Sweden Might Avoid a Second Wave, But at What Cost?

Sweden Might Avoid a Second Wave, But at What Cost?

Sweden has taken a notably lax approach to dealing with Coronavirus, avoiding lockdowns and trying to act as if all were normal. However, this apparent indifference to the worldwide pandemic has born costs to Sweden’s international reputation, and the economic benefits appear somewhat smaller than hoped.

Throughout the last several months, Sweden has taken a controversially laid-back approach to handling the impact of the COVID-19 pandemic, choosing not to implement a lock-down or enforce mask-wearing like most other states. Instead, the government has relied on an open-policy of simple social distancing based on individual responsibility. 

When residents of Italy and Spain were living under enforced quarantines in May, Swedes were going about their lives as normal: using public transport, eating out, and shopping as though nothing were different. Yet, whilst other European states are currently experiencing a rise in new cases, Sweden appears to have been spared this “second wave”, suggesting that perhaps this lax approach was right all along. 

State epidemiologist Anders Tengell has claimed that the pandemic is a marathon not a sprint, and argued that these simple guidelines can stay in place for longer periods of time. Tegnell stated: “This is not a disease we’re going to get rid of, so we need to keep it at a manageable level”. He believes that going in and out of lockdowns is unlikely to work if the aim is to live with the virus until a vaccine is found. Rather, the country has opted for sustainable policies that citizens could live with for years, if necessary. 

Economics – worth it?

In terms of the economy, Sweden has fared better than most European nations. There has still been a dramatic downturn, with an 8.6% drop between April and June. Yet, Sweden is doing better than Southern Europe, where states like Spain and Italy have seen a contraction of 18.5% and 12.4% respectively. In comparison to these countries, Sweden’s economy has likely benefited from being less reliant on the hotel and restaurant sectors. However, the country is not immune to global developments, and a worldwide lack of demand for exports has naturally affected Sweden’s GDP. 

Critics of Tegnell point to Sweden’s death-toll, which is much higher than other Scandinavian nations. While Sweden has a total death count of 5,878, Norway and Finland only have 270 and 343 respectively. This disproportionate number was mainly attributed to the shabby state of Swedish nursing homes and elder care. However, while Norway and Finland have experienced a rise in cases post-lockdown, Sweden has yet to see a second wave. In recent months, the death-toll has decreased dramatically. Tegnell has stated that due to the consistency of Sweden’s policies, a second wave is unlikely. 

In August, studies showed that exposure rates were similar in London and Stockholm, despite the former having undergone strict lockdowns. Clinical Epidemiologist Helena Nordenstedt claims that since Swedes have had a longer adjusting period to social distancing procedures, this could help avoid a second wave, yet she also contends that it is too early to tell. 

A Social Distinction?

Smaller local outbreaks are expected as high schools and universities open up, but this has already appeared to be on a smaller scale than other countries. Comparatively, countries that have undergone lockdowns will likely see greater fluctuations in cases, as society adapts to physical distancing regulations. If there is a second wave internationally, then this might suggest that Sweden’s handling of the pandemic was not as reckless as its critics claimed. The key to combatting the pandemic might in fact be consistency. 
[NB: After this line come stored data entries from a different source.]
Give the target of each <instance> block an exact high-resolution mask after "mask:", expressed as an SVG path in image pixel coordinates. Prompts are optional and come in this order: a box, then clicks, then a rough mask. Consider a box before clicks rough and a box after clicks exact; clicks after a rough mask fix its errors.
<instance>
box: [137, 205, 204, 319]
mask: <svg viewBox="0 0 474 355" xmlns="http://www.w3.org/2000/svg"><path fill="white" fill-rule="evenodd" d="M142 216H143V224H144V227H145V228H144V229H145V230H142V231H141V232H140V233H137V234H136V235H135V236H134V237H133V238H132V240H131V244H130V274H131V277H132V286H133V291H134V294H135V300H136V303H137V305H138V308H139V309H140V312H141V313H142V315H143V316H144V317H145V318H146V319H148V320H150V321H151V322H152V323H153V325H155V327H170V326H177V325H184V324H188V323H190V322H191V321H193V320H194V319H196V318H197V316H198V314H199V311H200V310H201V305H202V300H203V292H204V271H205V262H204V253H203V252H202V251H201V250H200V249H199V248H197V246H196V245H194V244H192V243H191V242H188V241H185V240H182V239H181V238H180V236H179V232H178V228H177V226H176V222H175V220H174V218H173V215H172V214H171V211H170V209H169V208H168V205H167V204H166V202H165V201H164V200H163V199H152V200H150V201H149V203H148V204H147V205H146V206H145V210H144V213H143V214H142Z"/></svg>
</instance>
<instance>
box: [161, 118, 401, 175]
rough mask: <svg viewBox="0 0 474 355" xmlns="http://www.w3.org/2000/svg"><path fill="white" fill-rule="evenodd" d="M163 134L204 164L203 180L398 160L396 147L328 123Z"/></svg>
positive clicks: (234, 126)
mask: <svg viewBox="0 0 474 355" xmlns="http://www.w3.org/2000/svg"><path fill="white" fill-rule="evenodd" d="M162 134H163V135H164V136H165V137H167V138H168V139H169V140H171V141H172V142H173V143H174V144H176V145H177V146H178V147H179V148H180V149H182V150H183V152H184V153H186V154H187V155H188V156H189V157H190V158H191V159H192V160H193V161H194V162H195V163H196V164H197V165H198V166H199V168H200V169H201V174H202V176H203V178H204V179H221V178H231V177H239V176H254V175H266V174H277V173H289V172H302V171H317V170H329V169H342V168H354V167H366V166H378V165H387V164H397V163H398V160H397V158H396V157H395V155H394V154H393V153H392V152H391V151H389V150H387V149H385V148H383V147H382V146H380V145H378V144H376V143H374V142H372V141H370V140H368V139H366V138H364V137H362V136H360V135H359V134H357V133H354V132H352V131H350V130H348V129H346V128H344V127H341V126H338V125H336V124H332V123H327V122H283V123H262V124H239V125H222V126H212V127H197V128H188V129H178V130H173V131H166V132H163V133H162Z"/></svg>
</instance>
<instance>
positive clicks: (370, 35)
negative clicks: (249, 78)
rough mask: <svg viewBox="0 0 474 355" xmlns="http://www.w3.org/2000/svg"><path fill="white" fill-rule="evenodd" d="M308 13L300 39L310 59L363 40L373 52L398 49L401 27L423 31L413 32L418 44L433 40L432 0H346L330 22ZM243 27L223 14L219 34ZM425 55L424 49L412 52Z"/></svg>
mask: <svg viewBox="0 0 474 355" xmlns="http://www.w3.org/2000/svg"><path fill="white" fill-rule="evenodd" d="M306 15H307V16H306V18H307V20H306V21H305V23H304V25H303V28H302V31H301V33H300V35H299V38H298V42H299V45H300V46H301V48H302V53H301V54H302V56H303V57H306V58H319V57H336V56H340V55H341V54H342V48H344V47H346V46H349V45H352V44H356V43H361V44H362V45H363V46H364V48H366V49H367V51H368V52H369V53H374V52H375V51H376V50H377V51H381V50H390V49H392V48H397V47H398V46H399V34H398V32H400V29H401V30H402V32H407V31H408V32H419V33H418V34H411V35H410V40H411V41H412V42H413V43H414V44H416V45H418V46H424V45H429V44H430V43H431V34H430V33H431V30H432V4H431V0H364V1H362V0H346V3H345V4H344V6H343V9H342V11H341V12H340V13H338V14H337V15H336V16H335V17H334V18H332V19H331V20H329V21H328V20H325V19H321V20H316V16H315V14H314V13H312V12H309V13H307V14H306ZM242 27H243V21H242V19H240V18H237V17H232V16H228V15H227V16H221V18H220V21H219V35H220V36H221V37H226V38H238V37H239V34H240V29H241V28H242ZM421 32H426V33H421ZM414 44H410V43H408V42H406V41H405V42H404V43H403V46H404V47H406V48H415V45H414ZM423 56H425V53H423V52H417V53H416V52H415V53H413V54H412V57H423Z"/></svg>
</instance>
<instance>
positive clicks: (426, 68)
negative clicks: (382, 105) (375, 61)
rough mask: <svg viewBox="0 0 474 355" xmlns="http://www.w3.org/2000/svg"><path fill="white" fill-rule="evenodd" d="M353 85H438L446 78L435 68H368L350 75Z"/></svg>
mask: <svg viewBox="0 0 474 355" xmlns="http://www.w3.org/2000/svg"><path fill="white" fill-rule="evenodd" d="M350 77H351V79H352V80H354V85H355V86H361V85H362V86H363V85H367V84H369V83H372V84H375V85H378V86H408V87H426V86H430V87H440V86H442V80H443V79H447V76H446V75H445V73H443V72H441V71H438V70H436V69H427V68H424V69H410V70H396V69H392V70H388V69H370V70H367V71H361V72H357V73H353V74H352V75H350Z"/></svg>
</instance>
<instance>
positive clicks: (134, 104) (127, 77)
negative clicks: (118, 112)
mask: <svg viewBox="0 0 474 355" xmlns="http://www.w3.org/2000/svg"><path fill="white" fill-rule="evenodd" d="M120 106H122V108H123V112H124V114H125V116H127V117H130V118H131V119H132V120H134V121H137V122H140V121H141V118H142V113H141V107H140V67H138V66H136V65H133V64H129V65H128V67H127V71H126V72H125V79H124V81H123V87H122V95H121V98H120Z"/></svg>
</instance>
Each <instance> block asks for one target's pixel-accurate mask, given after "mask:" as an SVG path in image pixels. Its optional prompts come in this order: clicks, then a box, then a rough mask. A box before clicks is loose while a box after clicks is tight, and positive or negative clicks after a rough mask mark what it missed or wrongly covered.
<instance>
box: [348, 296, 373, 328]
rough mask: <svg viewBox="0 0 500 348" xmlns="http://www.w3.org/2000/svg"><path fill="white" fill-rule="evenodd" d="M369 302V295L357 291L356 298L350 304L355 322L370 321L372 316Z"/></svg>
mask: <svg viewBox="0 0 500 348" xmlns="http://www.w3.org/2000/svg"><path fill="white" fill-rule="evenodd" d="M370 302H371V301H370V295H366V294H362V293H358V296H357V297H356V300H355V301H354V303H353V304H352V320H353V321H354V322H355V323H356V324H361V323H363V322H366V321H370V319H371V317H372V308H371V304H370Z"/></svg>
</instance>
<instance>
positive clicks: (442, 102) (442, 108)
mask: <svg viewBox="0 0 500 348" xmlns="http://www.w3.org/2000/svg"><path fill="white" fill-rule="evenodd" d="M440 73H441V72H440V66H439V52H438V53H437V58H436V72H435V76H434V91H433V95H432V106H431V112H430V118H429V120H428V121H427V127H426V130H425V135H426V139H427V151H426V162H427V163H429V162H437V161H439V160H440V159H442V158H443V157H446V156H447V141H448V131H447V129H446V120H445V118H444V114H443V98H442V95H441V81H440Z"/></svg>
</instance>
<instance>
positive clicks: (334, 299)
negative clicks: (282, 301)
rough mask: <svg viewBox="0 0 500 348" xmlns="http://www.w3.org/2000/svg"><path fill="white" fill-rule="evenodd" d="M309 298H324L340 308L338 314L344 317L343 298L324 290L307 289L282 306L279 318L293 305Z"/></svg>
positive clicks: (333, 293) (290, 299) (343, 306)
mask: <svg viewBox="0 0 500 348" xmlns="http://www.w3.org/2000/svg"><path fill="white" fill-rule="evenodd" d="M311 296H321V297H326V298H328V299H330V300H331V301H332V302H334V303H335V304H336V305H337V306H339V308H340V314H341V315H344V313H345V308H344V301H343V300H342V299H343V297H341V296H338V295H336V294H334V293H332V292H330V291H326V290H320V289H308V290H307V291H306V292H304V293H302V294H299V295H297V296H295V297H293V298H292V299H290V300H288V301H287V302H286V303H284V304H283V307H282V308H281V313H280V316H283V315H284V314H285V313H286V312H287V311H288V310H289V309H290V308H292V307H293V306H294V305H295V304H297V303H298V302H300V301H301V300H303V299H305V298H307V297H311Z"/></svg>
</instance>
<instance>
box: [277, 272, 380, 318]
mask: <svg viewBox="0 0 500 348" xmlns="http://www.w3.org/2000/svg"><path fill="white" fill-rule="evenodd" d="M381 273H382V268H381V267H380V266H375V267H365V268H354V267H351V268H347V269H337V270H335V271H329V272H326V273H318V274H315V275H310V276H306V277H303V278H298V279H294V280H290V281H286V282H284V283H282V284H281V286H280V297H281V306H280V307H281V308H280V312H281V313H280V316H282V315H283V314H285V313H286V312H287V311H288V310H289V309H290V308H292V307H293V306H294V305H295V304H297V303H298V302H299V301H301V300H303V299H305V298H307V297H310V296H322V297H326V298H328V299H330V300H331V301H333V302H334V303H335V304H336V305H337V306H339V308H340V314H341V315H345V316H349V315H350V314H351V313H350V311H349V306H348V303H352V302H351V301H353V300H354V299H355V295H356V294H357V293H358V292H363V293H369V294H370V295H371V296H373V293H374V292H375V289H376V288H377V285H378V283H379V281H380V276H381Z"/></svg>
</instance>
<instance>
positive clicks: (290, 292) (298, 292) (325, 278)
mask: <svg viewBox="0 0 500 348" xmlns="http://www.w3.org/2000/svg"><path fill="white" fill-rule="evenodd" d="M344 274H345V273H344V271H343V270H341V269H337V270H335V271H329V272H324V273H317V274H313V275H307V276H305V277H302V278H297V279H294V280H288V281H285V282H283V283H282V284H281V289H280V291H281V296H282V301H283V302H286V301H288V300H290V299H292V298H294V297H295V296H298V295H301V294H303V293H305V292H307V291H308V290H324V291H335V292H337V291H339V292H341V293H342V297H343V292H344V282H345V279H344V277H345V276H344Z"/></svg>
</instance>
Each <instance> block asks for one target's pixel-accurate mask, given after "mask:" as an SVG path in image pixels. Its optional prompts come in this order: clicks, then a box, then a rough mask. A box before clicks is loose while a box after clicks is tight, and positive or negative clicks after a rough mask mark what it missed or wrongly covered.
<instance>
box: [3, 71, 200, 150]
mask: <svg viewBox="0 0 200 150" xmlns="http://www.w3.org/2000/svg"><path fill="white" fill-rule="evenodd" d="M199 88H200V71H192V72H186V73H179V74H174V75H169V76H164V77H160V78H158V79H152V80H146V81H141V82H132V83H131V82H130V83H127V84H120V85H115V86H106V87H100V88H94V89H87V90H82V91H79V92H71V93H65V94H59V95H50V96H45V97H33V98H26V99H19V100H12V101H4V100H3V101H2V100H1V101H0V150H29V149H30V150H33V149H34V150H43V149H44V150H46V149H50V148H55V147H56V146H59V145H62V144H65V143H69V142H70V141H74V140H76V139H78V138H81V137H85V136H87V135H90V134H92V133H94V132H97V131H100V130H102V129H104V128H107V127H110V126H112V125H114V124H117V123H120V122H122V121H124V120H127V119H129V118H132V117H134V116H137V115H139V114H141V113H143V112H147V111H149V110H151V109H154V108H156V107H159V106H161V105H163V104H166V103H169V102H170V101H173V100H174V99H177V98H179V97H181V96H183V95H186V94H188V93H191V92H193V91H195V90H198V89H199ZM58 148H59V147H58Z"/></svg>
The recent relative success of Sweden’s handling of the pandemic can in part be attributed to the country’s culture. Sweden is sparsely populated, and its population is quite young. In comparison to other nations, there is less socialising between generations and a natural respect for personal space. The people trust the government to create reasonable policies, while the government in turn trusts that the people follow its recommendations. This overall respect for rules has helped Sweden maintain a sense of consistency when combating the virus. 

International reputation: collateral damage

However, despite this, Sweden’s international reputation has undoubtedly taken a hit in the past few months. As Sweden’s death toll rose, relations between Scandinavian states quickly soured. When Norway, Denmark, and Finland opened their borders in June, they excluded Sweden due to its comparatively high infection rate. Many other European states followed suit and barred Swedes from entering. Danish media has used Swedish statistics as an example of “what not to do”. Swedish foreign secretary Ann Linde has stated that she’s “worried about how long these wounds will last”.
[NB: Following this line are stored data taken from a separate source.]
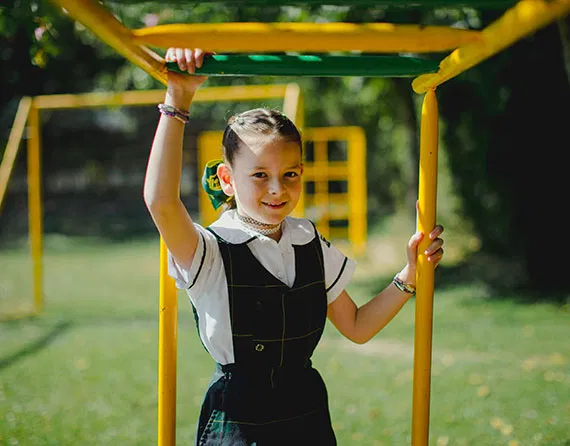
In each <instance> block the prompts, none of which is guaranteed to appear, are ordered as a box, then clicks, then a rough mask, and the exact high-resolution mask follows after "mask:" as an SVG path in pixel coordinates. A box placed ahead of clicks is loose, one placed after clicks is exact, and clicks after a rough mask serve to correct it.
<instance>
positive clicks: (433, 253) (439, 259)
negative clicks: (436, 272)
mask: <svg viewBox="0 0 570 446" xmlns="http://www.w3.org/2000/svg"><path fill="white" fill-rule="evenodd" d="M442 258H443V248H440V249H438V250H437V251H436V252H434V253H433V254H430V255H429V256H428V257H427V261H428V262H431V263H435V264H436V265H437V264H438V263H439V262H440V260H441V259H442Z"/></svg>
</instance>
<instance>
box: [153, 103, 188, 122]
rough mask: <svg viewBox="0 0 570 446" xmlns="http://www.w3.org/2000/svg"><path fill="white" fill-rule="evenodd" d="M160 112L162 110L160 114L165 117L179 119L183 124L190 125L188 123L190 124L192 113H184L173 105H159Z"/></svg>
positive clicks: (158, 106)
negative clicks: (168, 117) (165, 115)
mask: <svg viewBox="0 0 570 446" xmlns="http://www.w3.org/2000/svg"><path fill="white" fill-rule="evenodd" d="M158 110H160V113H162V114H163V115H166V116H171V117H172V118H175V119H178V120H179V121H180V122H182V123H183V124H188V122H190V113H188V112H184V111H182V110H180V109H178V108H176V107H173V106H172V105H167V104H158Z"/></svg>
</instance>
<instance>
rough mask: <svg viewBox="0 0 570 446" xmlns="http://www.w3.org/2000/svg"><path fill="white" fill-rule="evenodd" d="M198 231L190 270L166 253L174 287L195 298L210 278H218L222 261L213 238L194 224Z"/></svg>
mask: <svg viewBox="0 0 570 446" xmlns="http://www.w3.org/2000/svg"><path fill="white" fill-rule="evenodd" d="M195 226H196V229H197V230H198V236H199V238H198V246H197V247H196V253H195V254H194V259H193V260H192V264H191V265H190V268H187V269H186V268H183V267H182V266H180V265H179V264H178V263H177V262H176V260H175V259H174V257H173V256H172V254H171V253H170V252H168V275H169V276H170V277H172V278H173V279H174V281H175V282H176V287H177V288H178V289H181V290H186V291H188V293H191V294H192V297H193V298H195V297H196V296H199V295H200V294H201V288H202V286H203V284H205V283H207V282H208V280H209V278H211V277H220V274H221V273H222V271H223V261H222V258H221V255H220V251H219V248H218V242H217V240H216V238H215V236H214V235H213V234H212V233H210V232H209V231H207V230H206V229H204V228H203V227H202V226H200V225H198V224H196V225H195Z"/></svg>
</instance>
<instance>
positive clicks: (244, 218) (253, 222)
mask: <svg viewBox="0 0 570 446" xmlns="http://www.w3.org/2000/svg"><path fill="white" fill-rule="evenodd" d="M236 214H237V216H238V219H239V221H240V222H241V223H242V224H243V225H244V226H245V227H246V228H248V229H250V230H252V231H255V232H258V233H259V234H263V235H271V234H275V233H276V232H279V230H280V229H281V223H277V224H276V225H272V224H269V223H262V222H260V221H257V220H255V219H253V218H251V217H247V216H245V215H241V214H240V213H239V212H237V211H236Z"/></svg>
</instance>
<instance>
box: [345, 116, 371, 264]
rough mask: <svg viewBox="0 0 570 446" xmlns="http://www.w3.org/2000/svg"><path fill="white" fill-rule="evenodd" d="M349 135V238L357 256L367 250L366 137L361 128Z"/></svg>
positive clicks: (348, 203) (350, 132) (348, 193)
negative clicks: (366, 247)
mask: <svg viewBox="0 0 570 446" xmlns="http://www.w3.org/2000/svg"><path fill="white" fill-rule="evenodd" d="M349 129H350V132H347V133H348V135H349V136H348V138H349V141H348V171H349V180H348V197H349V198H348V206H349V213H350V215H349V218H348V238H349V240H350V243H351V245H352V247H353V250H354V253H355V254H356V255H361V254H363V253H364V251H365V250H366V231H367V221H366V213H367V207H368V203H367V200H366V197H367V194H366V136H365V134H364V130H363V129H362V128H360V127H349Z"/></svg>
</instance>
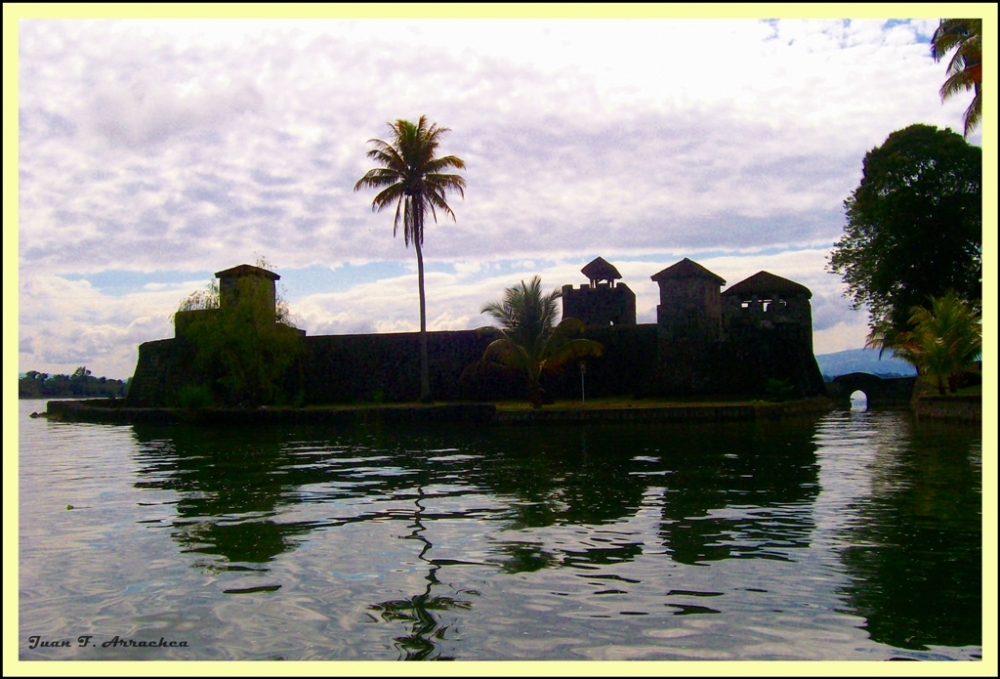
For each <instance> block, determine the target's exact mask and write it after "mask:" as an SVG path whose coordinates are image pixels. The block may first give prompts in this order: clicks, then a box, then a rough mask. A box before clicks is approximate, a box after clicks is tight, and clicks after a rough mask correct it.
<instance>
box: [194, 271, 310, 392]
mask: <svg viewBox="0 0 1000 679" xmlns="http://www.w3.org/2000/svg"><path fill="white" fill-rule="evenodd" d="M236 285H237V289H236V294H235V295H234V298H235V299H236V303H235V304H228V303H227V304H225V305H222V304H220V297H219V291H218V286H217V285H216V284H215V283H214V282H213V283H212V284H210V285H209V287H208V288H207V289H206V290H203V291H199V292H196V293H193V294H192V295H189V296H188V297H187V298H186V299H185V300H184V301H183V302H181V305H180V308H179V311H193V310H209V311H210V313H203V314H198V315H197V316H195V318H194V319H193V320H192V321H191V322H190V323H189V324H188V325H187V327H186V329H185V333H184V338H185V341H187V342H188V343H189V344H190V346H191V347H193V350H194V359H193V360H194V368H195V371H196V372H197V373H198V374H199V375H201V376H202V377H203V379H204V380H205V381H206V382H207V383H208V384H209V385H211V388H212V390H213V393H214V394H215V396H216V398H217V399H218V400H219V401H221V402H223V403H227V404H231V405H237V404H242V405H249V406H256V405H263V404H271V403H276V402H281V401H283V400H286V399H287V398H288V395H287V394H285V393H284V392H283V390H282V387H283V385H284V377H285V375H286V372H287V371H288V370H289V369H290V368H291V367H292V366H293V365H294V363H295V359H296V357H297V355H298V353H299V351H300V350H301V341H300V333H299V331H298V330H296V328H295V327H294V326H293V325H292V324H291V320H290V313H289V310H288V304H287V303H286V302H285V301H284V300H281V299H280V298H279V299H278V300H277V303H276V304H273V306H272V298H271V294H270V281H264V280H263V279H259V278H256V277H253V276H248V277H245V278H240V279H238V280H237V281H236Z"/></svg>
Although Sweden’s reputation was scarred by the government’s controversial decision to not lockdown, the country appears to be in recovery mode. The government recently passed a historic bill which designates 105 billion kronor to the creation of jobs and boosting the welfare system. Pre-pandemic, Sweden’s economy was already fairly healthy, and thus well-equipped to deal with the financial aftermath of the coronavirus. 
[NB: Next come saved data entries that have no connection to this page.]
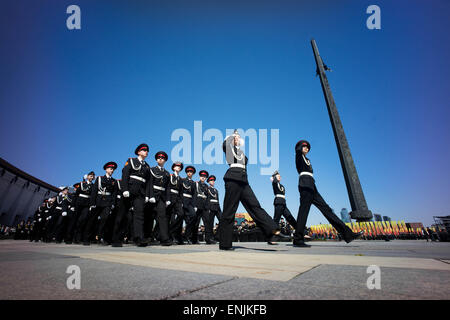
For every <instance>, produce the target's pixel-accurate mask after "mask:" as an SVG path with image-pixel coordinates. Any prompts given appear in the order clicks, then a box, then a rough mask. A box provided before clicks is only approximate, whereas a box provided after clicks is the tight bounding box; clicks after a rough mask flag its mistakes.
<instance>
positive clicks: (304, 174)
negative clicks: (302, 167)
mask: <svg viewBox="0 0 450 320" xmlns="http://www.w3.org/2000/svg"><path fill="white" fill-rule="evenodd" d="M300 175H301V176H304V175H307V176H311V177H314V176H313V175H312V173H311V172H306V171H303V172H300Z"/></svg>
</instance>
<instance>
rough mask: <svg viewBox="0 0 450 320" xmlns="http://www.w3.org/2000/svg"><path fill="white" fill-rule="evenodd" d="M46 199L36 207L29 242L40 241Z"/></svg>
mask: <svg viewBox="0 0 450 320" xmlns="http://www.w3.org/2000/svg"><path fill="white" fill-rule="evenodd" d="M47 201H48V200H47V199H45V200H44V202H43V203H42V204H41V205H40V206H39V207H38V209H37V210H36V212H35V213H34V225H33V232H32V233H31V235H32V237H31V240H34V242H38V241H39V240H40V239H41V233H42V229H43V227H44V221H45V220H44V211H45V207H46V204H47Z"/></svg>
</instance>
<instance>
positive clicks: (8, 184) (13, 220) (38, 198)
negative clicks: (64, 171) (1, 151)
mask: <svg viewBox="0 0 450 320" xmlns="http://www.w3.org/2000/svg"><path fill="white" fill-rule="evenodd" d="M59 191H61V190H59V189H58V188H57V187H55V186H52V185H50V184H48V183H46V182H44V181H42V180H39V179H37V178H35V177H33V176H31V175H30V174H28V173H26V172H24V171H22V170H20V169H19V168H16V167H15V166H13V165H12V164H10V163H9V162H7V161H6V160H4V159H2V158H0V224H4V225H7V226H13V225H14V226H15V225H17V224H18V223H19V222H20V221H21V220H27V219H31V218H32V217H33V214H34V212H35V211H36V209H37V208H38V206H39V205H41V204H42V202H43V201H44V199H46V198H49V197H53V196H55V195H57V194H58V193H59Z"/></svg>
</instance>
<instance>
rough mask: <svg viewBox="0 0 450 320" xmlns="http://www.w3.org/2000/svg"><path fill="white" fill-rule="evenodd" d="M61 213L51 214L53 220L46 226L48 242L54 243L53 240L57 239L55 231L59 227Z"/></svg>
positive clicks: (47, 221) (46, 231)
mask: <svg viewBox="0 0 450 320" xmlns="http://www.w3.org/2000/svg"><path fill="white" fill-rule="evenodd" d="M61 213H62V212H61V211H55V212H53V213H52V214H51V218H50V219H49V220H48V221H47V224H46V226H45V232H46V240H47V241H52V239H53V238H54V237H55V230H56V227H57V225H58V219H59V217H60V216H61Z"/></svg>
If Tegnell’s policies are in fact as sustainable as he claims, and Sweden manages to avoid a large-scale second wave, then the country’s international image will likely recover in the near future. Other nations may even follow suit and imitate Sweden’s policies should they prove successful. Of course, it is too early to tell, and scientists claim that only in a few years time will we really know what the right approach to tackling this unprecedented pandemic was.